"That truth should be silent I had almost forgot"--Enobarbus in ANTONY AND CLEOPATRA, back in Rome after having been too long in Egypt.--------- Melville's PIERRE, Book 4, chapter 5: "Something ever comes of all persistent inquiry; we are not so continually curious for nothing."
Wednesday, August 17, 2011
James Hime's THREE THOUSAND BRIDGES is on Kindle
There will be a revised blurb soon.
I admire this book and also admire Hime's willingness to put it on Kindle.
Will my ORNERY PEOPLE be published this way? We are much freer to express ourselves than we have ever been. I put old speeches on a blog in 2011. If I don't get a conventional publisher for ORNERY PEOPLE, here's a way to get it out.
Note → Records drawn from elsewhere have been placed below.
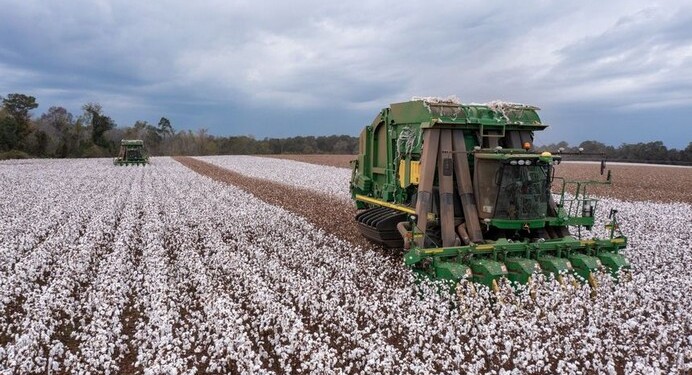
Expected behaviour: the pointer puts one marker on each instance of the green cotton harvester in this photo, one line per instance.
(459, 187)
(131, 153)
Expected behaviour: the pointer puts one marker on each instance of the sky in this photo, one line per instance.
(613, 71)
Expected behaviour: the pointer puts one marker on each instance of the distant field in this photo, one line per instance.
(637, 182)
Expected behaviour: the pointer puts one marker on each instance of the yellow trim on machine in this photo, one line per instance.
(413, 173)
(378, 202)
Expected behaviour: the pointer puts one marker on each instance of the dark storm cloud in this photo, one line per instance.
(308, 67)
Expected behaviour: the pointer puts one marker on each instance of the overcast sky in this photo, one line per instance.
(613, 71)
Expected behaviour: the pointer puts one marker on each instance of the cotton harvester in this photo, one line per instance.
(460, 189)
(131, 153)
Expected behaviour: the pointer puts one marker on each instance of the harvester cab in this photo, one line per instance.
(131, 153)
(459, 187)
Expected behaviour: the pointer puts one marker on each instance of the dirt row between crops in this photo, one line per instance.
(630, 182)
(332, 216)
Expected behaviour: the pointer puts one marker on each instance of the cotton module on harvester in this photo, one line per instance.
(460, 188)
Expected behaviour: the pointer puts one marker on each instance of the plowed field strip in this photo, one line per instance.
(331, 215)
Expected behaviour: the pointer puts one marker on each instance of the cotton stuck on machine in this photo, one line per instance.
(459, 187)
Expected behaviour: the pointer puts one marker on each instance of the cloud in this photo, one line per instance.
(219, 63)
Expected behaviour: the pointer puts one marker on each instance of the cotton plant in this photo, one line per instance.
(162, 270)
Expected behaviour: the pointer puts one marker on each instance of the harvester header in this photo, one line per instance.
(459, 186)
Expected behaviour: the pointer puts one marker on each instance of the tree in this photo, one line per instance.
(19, 105)
(99, 123)
(165, 129)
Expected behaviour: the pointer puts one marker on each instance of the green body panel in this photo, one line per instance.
(486, 271)
(519, 270)
(584, 265)
(451, 271)
(554, 265)
(529, 236)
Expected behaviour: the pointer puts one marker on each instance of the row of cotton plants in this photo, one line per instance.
(161, 270)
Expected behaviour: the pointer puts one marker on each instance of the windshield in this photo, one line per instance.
(513, 192)
(523, 192)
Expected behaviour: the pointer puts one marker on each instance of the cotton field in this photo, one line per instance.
(159, 269)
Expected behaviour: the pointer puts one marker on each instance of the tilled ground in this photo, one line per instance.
(331, 215)
(630, 182)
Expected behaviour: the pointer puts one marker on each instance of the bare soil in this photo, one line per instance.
(334, 217)
(630, 182)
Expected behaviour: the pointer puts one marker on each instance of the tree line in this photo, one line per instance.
(649, 152)
(57, 133)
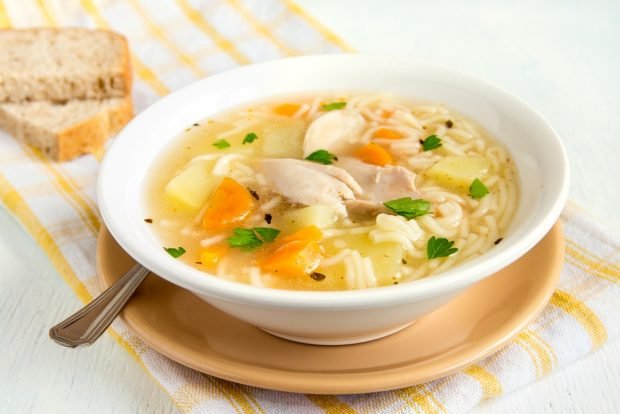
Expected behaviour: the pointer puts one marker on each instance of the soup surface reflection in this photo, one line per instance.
(331, 192)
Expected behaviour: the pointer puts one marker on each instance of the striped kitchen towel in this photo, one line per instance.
(178, 41)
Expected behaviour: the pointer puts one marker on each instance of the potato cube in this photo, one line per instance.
(458, 172)
(189, 190)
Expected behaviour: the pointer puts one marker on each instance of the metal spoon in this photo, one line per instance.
(86, 325)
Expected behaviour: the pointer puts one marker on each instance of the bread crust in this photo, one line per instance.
(117, 82)
(83, 137)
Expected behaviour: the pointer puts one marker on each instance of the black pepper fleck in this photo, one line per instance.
(317, 276)
(254, 194)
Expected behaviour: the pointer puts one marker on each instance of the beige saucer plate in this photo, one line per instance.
(473, 325)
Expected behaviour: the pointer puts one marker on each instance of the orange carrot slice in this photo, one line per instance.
(229, 205)
(296, 255)
(286, 109)
(374, 154)
(387, 133)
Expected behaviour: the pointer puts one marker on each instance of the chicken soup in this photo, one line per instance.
(331, 192)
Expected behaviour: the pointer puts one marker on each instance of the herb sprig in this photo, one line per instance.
(332, 106)
(322, 157)
(249, 138)
(477, 189)
(250, 239)
(430, 143)
(408, 207)
(440, 248)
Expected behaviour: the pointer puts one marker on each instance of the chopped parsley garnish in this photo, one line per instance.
(322, 157)
(249, 138)
(221, 144)
(267, 233)
(477, 189)
(333, 105)
(430, 143)
(248, 239)
(440, 247)
(175, 252)
(408, 207)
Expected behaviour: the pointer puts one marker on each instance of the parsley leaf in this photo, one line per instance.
(267, 233)
(176, 253)
(477, 189)
(245, 239)
(440, 248)
(221, 144)
(333, 105)
(249, 138)
(431, 143)
(408, 207)
(322, 157)
(248, 239)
The mystery writer James Hime made his mark with The Night of the Dance (an Edgar finalist) and Scared Money, both heralded by other novelists and reviewers for memorable characters, taut prose, and a comedic take on how things and people work. Hime nailed dialects as if no one else had ever listened to Texans talk, and readers settled back to await more adventures of Jeremiah Spur and Clyde Thomas. Where Armadillos Go To Die followed in 2009, and more mysteries with Spur and Thomas are promised, but Three Thousand Bridges is of a different order of achievement, not a mystery novel but a novel with mysteries. Its unlikely and at first unlikable hero, a Viet Nam veteran, is the outrageous and outraging Texas oil supply man, Cole Simms--a belated cousin, we recognize, of Mark Twain's Pap Finn. In sculpted prose, pacing his revelations, Hime traces his bedeviled hero's journey across the South just after 9/11, toward Ground Zero and toward self-insight. Hime, who escaped from the South Tower of the World Trade Center with a printout of The Night of the Dance after witnessing the crash of American Flight 11 into the North Tower, has created a classic narrative of transforming American experiences, personal and national. After its wide initial popularity, I predict, Three Thousand Bridges will endure in college classrooms as a powerful, accessible testimony about an unthinkable time.